Identification of common oncogenic mutations has implications for prognostic and therapeutic strategies in cancer treatment. Moreover, lung cancer patients have been reported to be more prone to brain metastasis with EGFR mutations and ALK translocations [33]. Therefore, pre-treatment mutation detection is helpful in predicting metastatic potential and prognosis. Tyrosine kinase inhibitors and ALK inhibitors, which target mutations during the treatment process, are known to positively affect overall survival in patients with EGFR and ALK alterations, respectively [7]. Another molecular subset is represented by the newly identified ROS1 mutation in lung adenocarcinoma, which has almost no overlap with the known driver mutations [34,35]. The MET/ALK/ROS1 inhibitor crizotinib has reportedly shown impressive clinical activity in patients with advanced ROS1-positive lung cancer [36]. In light of the above, the assessment of the metastatic status of the primary tumours using radiomics has become one of the most important steps in patient management and treatment. Radiomics plays a key role in this process by providing information through extraction and processing of visual features that are not discriminable by human eye [37,38].

Recently, an increasing number of studies have been performed to determine the mutation status in the primary tumour using radiomics [39-41]. Some of these studies used image features of the primary tumour in chest computed tomography and considered AUC values to estimate mutation status. Most of the studies in this field have used radiomic features extracted from chest CT images, and the highest AUC value reported among them was 0.89 in the study by Gevaert et al. [42]. More meaningful results can be obtained by estimating the radiomic features of the primary tumour and metastasis using the multimodality approach. Moreover, new results may be obtained by evaluating radiologic and pathologic features together, using different artificial intelligence algorithms [39,42].

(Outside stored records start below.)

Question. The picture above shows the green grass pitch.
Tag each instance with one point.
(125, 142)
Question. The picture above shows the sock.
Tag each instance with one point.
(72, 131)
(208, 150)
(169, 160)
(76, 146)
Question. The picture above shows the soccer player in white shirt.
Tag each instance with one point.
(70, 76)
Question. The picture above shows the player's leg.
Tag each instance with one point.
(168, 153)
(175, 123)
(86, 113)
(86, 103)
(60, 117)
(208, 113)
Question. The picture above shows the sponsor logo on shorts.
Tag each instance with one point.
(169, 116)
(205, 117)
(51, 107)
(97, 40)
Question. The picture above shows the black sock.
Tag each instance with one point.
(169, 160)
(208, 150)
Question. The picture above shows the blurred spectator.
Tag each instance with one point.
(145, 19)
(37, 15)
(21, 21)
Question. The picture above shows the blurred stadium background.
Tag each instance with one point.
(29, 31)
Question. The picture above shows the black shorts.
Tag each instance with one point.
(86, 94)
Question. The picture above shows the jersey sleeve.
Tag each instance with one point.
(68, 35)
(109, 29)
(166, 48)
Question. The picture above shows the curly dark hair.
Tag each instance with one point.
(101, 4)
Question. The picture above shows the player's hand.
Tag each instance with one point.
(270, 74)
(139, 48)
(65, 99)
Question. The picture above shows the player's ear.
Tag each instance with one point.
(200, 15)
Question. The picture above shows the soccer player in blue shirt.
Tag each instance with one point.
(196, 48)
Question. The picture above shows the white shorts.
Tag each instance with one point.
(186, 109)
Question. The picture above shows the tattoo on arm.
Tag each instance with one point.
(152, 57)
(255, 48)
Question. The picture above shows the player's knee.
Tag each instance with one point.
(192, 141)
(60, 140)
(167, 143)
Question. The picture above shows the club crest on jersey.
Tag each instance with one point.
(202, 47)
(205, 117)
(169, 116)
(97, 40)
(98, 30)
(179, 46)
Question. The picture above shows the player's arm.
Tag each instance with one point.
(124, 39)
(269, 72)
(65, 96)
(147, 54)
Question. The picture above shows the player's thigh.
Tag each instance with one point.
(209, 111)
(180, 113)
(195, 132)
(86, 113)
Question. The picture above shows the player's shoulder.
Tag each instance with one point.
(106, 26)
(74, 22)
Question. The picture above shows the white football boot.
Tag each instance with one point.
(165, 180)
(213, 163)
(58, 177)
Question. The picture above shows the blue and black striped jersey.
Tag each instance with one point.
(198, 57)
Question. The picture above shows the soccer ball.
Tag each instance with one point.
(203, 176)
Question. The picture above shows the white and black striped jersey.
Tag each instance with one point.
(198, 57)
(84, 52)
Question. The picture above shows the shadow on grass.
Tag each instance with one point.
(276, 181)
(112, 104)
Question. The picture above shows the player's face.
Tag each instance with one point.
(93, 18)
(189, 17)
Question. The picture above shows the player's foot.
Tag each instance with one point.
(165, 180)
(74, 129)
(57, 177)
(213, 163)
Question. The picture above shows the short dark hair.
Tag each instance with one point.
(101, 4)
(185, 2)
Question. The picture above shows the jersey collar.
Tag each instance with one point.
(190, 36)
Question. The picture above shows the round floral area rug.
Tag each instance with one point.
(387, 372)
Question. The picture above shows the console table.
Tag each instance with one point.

The geratest limitation of this study is the limited number of positive observations for each mutation. Since the number of mutation-positive patients for EGFR, ALK, and ROS1 genes was 5 or less, the positive predictive values of the discriminatory models were very low. Because the cases included in the study did not have BRAF mutation, it was not possible to perform radiomics for this mutation. Furthermore, the number of patients was limited with listwise deletion in case of missing target variable, 12 patients for ALK and 12 patients for ROS1 mutation. It is clear that further studies with larger case groups are needed to predict mutations associated with brain metastases in NSCLC with the help of radiomics.

In our study, the mutation analysis was performed on a sample taken from the primary tissue of lung cancer, and there is no histopathologic definition of brain metastasis. Recent studies have reported no overlap in EGFR mutation status between primary and metastatic tissues [43,44]. According to a meta-analysis, the EGFR incompatibility rate between central nervous system metastasis and primary tumour is 17.26% [45]. This situation is based on the different genetic profiles of cancer cells in the literature [46]. In daily practice, the second interventional procedure for tissue diagnosis of brain metastasis in cancer cases with primary tissue diagnosis may increase the morbidity and workload in the case. Therefore, we believe our study provides results that will influence routine clinical outcomes and facilitate treatment.

This study demonstrates the potential of machine learning models in predicting genetic mutations using radiomic features. In particular, the prediction of EGFR mutations was highly successful. Future studies aim to further improve the performance by expanding the dataset and using deep learning methods.